Over the years, several Alpine villages have reported a chilling pattern of wintertime disturbances during the Advent season. Local folklore attributes these events to Krampus, a legendary horned figure said to justly punish the wicked in the weeks leading up to Christmas. According to tradition, Krampus is most active during cold, dark nights, particularly when supernatural conditions are said to be strongest.

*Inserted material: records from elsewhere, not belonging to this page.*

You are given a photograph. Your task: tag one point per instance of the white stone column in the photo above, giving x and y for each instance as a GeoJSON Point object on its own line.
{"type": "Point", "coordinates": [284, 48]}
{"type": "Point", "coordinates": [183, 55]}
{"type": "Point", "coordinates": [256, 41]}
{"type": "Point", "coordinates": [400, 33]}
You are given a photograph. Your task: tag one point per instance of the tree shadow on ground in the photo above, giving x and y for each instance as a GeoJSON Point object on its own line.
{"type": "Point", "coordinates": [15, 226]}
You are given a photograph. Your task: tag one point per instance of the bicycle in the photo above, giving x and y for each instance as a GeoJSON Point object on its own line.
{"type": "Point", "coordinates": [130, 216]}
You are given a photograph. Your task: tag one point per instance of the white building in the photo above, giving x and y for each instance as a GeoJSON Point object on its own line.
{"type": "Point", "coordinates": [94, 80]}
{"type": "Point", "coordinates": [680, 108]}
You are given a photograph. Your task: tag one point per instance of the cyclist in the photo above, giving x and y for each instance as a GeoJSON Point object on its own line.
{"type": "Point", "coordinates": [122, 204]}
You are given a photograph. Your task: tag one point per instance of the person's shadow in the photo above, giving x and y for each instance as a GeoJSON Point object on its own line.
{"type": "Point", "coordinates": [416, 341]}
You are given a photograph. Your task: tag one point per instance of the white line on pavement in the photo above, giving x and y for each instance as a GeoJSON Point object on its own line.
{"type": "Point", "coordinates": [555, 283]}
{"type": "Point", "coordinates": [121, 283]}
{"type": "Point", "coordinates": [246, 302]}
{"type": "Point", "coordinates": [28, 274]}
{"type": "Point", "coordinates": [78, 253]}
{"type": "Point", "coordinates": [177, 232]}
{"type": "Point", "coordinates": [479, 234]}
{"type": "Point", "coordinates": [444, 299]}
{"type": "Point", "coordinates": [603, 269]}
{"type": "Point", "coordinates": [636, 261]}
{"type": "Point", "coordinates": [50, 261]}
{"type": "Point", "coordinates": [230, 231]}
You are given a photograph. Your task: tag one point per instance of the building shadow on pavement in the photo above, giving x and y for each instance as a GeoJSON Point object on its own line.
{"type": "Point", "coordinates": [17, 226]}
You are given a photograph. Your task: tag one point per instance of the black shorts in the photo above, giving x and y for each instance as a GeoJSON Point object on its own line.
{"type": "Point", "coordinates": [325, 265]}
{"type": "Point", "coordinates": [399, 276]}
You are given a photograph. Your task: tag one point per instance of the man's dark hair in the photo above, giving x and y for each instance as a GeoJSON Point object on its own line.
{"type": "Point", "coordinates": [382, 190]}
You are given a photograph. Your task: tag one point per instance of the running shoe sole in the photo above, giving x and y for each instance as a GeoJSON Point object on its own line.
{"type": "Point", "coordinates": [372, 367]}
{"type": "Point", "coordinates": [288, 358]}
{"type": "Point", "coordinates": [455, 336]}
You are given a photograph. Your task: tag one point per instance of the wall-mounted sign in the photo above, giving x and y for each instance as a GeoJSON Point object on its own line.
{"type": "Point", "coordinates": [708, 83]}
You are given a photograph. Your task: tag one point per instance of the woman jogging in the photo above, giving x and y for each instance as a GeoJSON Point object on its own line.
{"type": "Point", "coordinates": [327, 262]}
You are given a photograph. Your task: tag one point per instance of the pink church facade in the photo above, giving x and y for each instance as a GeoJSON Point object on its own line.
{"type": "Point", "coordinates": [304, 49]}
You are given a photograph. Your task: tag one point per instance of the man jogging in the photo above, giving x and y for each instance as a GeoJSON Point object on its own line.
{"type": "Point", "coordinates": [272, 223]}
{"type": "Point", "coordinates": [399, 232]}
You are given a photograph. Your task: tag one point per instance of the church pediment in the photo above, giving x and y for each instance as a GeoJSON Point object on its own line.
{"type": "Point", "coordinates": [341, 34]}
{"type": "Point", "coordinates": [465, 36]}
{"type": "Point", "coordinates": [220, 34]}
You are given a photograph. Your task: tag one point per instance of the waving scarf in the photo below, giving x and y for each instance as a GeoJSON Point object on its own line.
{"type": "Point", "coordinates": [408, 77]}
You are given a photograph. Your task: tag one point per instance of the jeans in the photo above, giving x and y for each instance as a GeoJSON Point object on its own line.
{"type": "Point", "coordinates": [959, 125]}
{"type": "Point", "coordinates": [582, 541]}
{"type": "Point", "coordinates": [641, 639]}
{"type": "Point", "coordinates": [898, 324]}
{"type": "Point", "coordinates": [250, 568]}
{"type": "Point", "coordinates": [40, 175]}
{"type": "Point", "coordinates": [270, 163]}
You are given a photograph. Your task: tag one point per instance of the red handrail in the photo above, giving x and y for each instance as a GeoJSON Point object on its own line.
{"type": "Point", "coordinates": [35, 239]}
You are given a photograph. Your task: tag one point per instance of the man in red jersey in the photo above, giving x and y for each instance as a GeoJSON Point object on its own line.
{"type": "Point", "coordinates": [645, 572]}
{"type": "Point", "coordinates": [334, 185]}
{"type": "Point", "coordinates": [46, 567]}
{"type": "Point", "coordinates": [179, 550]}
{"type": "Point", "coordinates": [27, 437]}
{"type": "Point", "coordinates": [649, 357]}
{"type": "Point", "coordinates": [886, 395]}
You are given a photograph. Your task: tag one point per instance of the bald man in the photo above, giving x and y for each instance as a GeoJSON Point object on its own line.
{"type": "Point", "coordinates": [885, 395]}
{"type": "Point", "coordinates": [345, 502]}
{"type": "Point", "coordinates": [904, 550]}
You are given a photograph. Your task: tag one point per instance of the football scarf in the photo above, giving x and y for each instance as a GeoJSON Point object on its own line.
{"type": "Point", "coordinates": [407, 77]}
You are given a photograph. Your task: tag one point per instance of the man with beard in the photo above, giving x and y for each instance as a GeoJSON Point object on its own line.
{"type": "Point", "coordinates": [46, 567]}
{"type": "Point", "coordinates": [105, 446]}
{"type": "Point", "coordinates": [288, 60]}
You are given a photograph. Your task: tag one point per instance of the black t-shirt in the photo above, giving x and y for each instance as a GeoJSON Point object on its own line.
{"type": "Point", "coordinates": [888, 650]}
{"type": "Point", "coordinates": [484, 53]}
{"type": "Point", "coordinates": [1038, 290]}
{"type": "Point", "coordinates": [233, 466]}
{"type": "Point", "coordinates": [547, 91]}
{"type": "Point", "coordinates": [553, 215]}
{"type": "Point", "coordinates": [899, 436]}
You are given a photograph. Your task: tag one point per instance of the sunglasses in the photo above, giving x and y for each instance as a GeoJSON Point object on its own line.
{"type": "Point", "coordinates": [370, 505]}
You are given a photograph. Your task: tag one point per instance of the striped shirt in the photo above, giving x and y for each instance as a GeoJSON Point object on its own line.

A group of cultural anthropologists and behavioural scientists has compiled a historical dataset of reported Krampus-related incidents from village records spanning 1890–2024. The dataset, krampus_incidents.csv, contains the following variables:

  • incident_severity: a continuous measure of severity of the incident developed by the researchers. It is on a scale of 0–100, where 100 indicates extreme harm or disruption.
  • snow_density: a continuous measure of snowfall intensity on the night of the incident (in % opacity, 0–100).
  • guard_exp_lvl: experience level of any village night guard present:
    • “None” (no guard present),
    • “Novice” (inexperienced guard),
    • “Experienced” (seasoned guard).
  • krampusnacht: categorical variable (Yes = 1, No = 0) indicating whether the incident occurred on Krampusnacht (December 5th), traditionally believed to be the peak of Krampus activity.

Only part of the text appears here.